Deep brain stimulation for everyone?
Rafael Pelayo, clinical professor at Stanford University’s Sleep Medicine Division, says these findings unveil a bit of the iceberg underwater that is memory consolidation, emphasizing once again how crucial sleep is to human health.
“Sleeping is the best bang for your buck if you want to enhance your thinking, enhance your memory,” Pelayo tells Inverse. “I think this is the bigger point of this [study]. It’s just more evidence that sleep is key to memory formation.”

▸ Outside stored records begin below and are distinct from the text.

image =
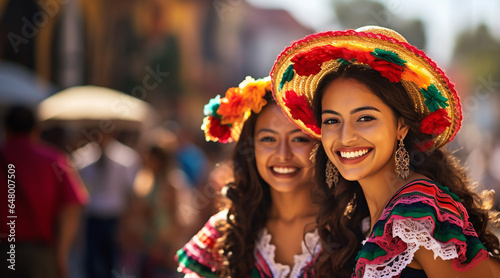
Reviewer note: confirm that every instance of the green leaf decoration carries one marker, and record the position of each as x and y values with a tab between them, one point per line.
433	98
287	76
388	56
210	109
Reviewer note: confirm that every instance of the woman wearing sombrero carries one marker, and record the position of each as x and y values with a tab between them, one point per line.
383	111
267	227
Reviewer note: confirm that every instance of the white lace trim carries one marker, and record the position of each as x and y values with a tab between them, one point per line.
415	233
267	250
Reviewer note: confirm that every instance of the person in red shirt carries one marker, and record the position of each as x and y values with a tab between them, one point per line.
40	201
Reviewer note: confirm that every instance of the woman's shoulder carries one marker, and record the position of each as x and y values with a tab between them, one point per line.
198	255
425	214
431	193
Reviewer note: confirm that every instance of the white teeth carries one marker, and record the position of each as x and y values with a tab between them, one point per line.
284	170
353	154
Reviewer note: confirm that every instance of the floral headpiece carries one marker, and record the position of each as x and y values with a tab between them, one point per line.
224	117
301	66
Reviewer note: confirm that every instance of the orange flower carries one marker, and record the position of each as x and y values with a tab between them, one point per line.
232	107
421	80
253	94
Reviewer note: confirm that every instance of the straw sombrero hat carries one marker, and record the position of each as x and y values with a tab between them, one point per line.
301	66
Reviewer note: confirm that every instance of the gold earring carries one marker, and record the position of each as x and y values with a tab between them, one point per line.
312	156
402	161
332	174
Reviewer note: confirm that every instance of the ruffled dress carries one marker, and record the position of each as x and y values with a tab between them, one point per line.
196	258
421	214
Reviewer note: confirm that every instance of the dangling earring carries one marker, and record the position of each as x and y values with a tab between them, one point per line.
402	161
332	174
314	151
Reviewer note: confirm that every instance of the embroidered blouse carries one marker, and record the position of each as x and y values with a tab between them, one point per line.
421	214
196	259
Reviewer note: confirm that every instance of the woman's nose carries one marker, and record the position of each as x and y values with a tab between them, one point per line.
284	150
347	134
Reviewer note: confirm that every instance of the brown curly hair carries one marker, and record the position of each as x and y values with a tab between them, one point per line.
340	229
248	203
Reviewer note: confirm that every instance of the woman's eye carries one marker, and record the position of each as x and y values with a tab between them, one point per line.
267	139
366	119
301	139
330	121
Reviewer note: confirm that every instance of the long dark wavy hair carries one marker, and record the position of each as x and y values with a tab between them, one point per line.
248	203
343	207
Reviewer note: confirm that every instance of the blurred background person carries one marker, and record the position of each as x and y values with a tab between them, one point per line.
48	200
108	169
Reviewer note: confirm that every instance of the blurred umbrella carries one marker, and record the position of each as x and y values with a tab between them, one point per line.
91	104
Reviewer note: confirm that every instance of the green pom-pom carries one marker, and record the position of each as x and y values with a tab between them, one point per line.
388	56
287	76
433	98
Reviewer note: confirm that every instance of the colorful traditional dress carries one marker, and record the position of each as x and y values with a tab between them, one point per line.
197	260
421	214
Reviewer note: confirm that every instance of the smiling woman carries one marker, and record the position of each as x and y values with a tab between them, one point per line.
266	229
383	112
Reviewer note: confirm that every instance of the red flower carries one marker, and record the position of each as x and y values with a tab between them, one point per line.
218	130
233	106
436	122
309	62
300	110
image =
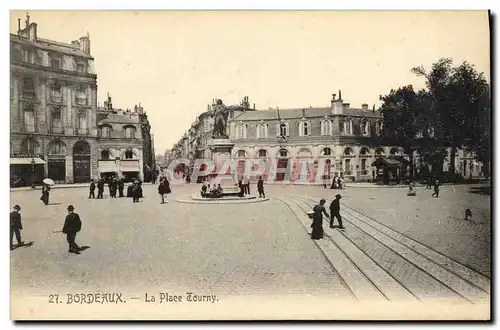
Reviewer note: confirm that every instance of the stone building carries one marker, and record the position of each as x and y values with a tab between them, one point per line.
53	108
120	143
335	137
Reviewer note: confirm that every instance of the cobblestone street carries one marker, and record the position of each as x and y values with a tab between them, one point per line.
399	246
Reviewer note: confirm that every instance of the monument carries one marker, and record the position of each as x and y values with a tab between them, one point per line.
222	148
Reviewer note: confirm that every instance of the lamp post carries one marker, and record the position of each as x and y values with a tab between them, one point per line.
33	173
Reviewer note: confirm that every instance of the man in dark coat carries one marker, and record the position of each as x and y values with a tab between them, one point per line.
92	189
121	186
335	211
72	225
100	188
15	227
260	187
317	225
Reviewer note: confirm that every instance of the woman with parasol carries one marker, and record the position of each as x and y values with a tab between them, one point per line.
45	190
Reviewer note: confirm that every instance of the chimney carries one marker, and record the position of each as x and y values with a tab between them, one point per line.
337	106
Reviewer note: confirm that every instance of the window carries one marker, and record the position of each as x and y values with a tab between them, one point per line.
241	131
283	153
304	128
379	126
55	63
105	155
347	167
262	131
129	133
82	122
56	120
282	129
29	119
363	167
57	148
348	126
80	67
105	132
365	127
326	127
326	152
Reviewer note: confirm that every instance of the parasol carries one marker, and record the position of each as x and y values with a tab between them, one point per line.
48	181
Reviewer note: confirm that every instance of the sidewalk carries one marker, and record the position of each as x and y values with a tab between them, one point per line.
60	186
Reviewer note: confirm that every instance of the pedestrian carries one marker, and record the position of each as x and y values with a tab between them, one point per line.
317	225
15	227
72	225
121	186
45	194
436	189
100	188
247	185
260	187
335	211
135	191
92	189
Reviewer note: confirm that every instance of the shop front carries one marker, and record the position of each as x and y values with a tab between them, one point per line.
26	170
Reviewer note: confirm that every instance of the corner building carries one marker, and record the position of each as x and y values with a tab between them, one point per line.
53	108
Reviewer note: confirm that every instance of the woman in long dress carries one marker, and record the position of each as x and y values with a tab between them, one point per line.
317	225
45	194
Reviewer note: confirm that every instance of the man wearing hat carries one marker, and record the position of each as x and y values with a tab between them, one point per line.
72	225
335	211
15	226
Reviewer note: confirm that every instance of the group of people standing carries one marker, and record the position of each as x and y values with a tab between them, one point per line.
72	225
319	210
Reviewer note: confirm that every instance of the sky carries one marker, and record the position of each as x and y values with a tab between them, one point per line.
175	62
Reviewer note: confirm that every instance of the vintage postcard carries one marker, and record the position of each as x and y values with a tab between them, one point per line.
250	165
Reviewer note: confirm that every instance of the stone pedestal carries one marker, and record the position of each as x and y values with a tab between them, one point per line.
221	150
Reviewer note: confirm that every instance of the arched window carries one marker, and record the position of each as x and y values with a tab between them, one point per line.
283	153
57	148
105	155
304	128
348	126
282	129
326	127
326	152
129	132
379	126
105	131
348	151
241	131
30	147
261	131
365	127
129	154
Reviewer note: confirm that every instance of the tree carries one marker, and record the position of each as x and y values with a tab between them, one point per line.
458	99
404	113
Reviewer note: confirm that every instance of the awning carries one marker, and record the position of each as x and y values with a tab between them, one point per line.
26	161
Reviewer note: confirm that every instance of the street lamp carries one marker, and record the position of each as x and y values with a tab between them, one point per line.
33	173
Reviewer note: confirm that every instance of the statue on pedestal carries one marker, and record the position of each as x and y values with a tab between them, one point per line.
220	114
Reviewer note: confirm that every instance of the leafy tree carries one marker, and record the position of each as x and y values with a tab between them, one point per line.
459	96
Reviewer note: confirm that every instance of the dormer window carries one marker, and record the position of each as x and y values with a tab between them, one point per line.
326	127
348	126
304	128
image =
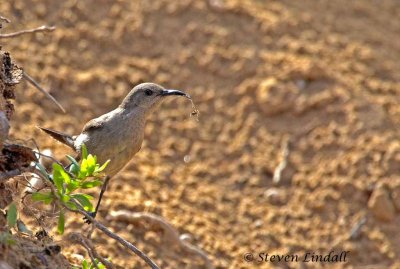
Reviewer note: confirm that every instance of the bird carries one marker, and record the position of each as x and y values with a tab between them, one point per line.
117	135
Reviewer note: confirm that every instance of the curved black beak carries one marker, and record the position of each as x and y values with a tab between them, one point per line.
172	92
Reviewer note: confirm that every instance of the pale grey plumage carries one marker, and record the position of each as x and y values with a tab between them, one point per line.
118	135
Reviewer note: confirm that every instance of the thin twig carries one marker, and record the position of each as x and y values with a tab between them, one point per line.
9	174
87	244
171	235
282	165
110	234
13	173
43	28
2	18
101	227
37	86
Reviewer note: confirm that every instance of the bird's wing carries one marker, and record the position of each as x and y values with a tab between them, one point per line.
92	125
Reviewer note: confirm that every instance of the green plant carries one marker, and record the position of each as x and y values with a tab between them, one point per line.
7	239
83	175
90	265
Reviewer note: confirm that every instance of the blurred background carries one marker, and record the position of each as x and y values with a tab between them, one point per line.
318	80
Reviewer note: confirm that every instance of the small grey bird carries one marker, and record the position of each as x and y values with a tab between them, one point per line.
118	135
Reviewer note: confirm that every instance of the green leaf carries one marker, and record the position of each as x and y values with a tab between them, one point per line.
71	205
75	167
57	177
22	227
101	168
42	170
91	184
72	186
61	222
46	197
84	151
64	198
85	264
12	215
84	169
72	160
91	164
84	200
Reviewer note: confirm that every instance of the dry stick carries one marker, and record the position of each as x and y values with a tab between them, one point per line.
13	173
37	86
110	234
2	18
43	28
101	227
171	234
282	165
87	244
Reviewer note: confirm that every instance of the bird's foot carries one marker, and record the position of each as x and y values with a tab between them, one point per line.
92	214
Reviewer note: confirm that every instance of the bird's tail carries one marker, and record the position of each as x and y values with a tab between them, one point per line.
63	138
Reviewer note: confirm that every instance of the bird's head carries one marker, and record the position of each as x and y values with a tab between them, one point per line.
147	96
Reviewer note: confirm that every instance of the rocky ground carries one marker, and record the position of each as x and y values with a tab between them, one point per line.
319	78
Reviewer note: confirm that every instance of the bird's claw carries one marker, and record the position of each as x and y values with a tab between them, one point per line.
86	220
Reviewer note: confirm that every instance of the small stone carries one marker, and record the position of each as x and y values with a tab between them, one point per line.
275	196
381	205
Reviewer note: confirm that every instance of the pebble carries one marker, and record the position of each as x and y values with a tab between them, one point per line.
275	196
381	205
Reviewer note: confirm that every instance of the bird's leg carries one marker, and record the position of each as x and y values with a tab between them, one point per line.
103	189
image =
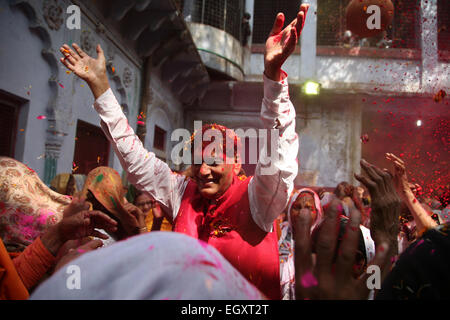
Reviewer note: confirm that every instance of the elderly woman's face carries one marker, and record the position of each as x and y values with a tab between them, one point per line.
305	201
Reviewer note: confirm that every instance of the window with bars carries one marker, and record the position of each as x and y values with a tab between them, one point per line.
8	127
159	140
9	117
265	13
223	14
402	33
443	16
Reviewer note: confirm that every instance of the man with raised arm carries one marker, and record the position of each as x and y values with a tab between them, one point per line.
235	216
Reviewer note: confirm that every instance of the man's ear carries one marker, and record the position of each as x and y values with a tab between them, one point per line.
237	168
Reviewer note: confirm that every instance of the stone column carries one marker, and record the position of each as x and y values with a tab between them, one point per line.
429	44
308	44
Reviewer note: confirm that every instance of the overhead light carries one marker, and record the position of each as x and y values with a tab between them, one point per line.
311	88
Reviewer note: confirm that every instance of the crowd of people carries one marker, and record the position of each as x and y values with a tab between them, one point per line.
211	232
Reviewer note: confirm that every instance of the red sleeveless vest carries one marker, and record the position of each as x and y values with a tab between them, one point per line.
228	226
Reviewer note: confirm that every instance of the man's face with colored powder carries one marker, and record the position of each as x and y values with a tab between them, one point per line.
215	178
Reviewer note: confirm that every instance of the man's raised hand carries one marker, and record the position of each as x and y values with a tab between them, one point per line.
91	70
281	42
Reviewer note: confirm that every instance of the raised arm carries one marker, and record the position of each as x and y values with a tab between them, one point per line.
274	177
421	217
144	170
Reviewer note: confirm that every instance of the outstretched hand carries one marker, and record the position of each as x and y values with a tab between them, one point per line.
91	70
401	180
326	280
281	42
84	223
132	219
386	204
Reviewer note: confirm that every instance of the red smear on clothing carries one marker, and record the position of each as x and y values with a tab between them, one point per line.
308	280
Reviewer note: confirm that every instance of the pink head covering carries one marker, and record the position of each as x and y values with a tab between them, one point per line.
319	209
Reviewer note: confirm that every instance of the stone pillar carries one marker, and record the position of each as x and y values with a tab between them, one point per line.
429	45
308	44
250	8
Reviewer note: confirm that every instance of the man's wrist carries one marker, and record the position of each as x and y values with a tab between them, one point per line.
99	86
273	74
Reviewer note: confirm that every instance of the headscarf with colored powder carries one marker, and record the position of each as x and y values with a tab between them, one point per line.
27	206
317	204
59	183
286	245
182	268
106	185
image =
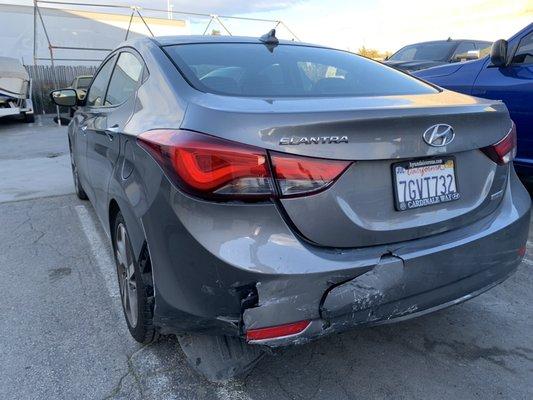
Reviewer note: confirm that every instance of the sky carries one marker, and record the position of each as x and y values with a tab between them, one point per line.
385	25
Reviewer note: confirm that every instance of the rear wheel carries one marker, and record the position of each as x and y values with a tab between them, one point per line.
136	293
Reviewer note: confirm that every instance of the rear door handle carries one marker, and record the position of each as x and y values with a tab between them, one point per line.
110	131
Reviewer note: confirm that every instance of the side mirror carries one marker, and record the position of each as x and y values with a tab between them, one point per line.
64	97
498	53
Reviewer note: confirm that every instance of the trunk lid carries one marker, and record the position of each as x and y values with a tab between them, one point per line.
359	208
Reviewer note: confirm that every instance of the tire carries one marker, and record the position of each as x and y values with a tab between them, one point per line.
136	290
220	358
77	184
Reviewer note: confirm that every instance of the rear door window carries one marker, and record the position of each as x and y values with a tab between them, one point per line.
254	70
124	80
95	98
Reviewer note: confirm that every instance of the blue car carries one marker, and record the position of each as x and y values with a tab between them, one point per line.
506	74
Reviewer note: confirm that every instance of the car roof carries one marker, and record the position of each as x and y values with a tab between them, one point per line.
189	39
450	41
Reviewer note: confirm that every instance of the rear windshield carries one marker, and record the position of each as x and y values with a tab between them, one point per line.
438	51
249	69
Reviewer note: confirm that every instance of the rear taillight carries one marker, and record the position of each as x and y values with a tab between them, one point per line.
298	175
215	168
505	150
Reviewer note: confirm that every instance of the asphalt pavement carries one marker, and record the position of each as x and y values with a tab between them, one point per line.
63	335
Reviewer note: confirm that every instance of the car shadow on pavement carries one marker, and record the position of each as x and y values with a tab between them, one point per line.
475	350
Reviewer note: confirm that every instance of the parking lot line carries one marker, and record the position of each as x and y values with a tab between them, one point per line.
99	251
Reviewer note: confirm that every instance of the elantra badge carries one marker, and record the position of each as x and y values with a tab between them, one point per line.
295	140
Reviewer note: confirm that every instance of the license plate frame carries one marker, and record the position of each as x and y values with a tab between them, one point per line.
432	200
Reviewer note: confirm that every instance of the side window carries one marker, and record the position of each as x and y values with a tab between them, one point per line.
124	80
95	98
484	48
462	50
524	53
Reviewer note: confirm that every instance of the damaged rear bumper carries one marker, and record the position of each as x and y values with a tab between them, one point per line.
227	269
417	277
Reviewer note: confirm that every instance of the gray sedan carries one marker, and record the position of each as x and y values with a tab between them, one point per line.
261	193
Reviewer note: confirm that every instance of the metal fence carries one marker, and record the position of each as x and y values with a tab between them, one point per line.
43	82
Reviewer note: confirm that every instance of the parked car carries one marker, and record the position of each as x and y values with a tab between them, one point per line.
299	192
419	56
15	90
80	84
507	75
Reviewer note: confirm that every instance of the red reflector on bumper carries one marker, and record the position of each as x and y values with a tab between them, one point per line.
278	331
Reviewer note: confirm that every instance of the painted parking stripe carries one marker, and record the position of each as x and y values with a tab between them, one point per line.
99	251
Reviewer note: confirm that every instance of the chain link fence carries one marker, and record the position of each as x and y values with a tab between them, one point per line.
43	82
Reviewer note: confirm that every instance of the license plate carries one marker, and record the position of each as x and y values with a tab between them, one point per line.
424	183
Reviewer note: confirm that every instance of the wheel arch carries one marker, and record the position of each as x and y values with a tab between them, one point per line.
135	231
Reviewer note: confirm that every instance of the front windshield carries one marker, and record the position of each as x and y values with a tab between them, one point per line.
83	83
438	51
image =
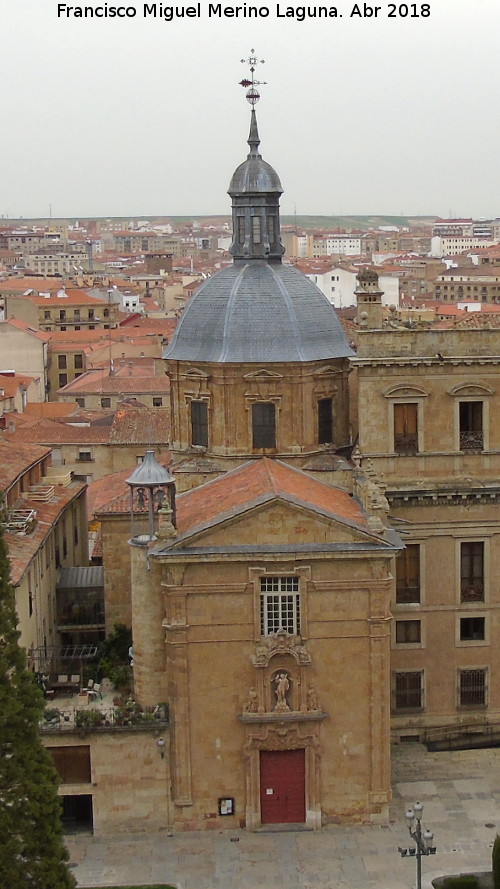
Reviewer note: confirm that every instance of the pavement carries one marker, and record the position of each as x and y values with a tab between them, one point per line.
460	791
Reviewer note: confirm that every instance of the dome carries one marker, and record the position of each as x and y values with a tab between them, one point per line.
258	312
254	175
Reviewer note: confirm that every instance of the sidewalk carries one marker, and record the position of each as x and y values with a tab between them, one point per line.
461	796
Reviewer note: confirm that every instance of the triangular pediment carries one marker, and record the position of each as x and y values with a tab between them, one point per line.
263	374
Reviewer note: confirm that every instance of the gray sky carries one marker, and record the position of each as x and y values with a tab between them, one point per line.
141	116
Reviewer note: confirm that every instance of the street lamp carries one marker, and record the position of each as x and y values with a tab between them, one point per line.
423	839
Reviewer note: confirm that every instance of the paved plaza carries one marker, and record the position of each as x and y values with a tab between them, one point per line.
460	791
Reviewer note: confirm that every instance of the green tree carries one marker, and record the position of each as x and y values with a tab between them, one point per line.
32	851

But these findings also highlight, Pelayo says, the opportunity of using deep-brain stimulation to maybe get even more bang for our cognitive buck, especially in treating neurodegenerative conditions like Alzheimer’s disease and other forms of dementia. What we could potentially have in the future, says Pelayo, are transcranial devices worn while asleep delivering just the right amount of brain stimulation according to our particular cognitive needs.
“For Alzheimer’s right now, none of the medications [on the market] have great effects yet,” says Pelayo. “So, could we whip the brain into shape by improving this issue? The idea of targeting specific parts of the brain externally with deep-brain stimulation may make a lot of sense.”
Other research efforts exploring the use of deep-brain stimulation are so far promising. One 2022 study out of Boston University found that externally stimulating the brain with small doses of electrical current helped older adults with their short-term memory for up to a month, according to CNN. Another 2023 study published in the journal Cell Stem Cell looked into non-invasive deep-brain stimulation and Alzheimer’s disease in mice and found it stimulated the growth of new neurons as well as turned on biochemical pathways that cleared away plaques associated with the disease.
More research needs to be done until we can find a clear-cut way to zap our brains smarter and better. Until then, go get some quality shuteye.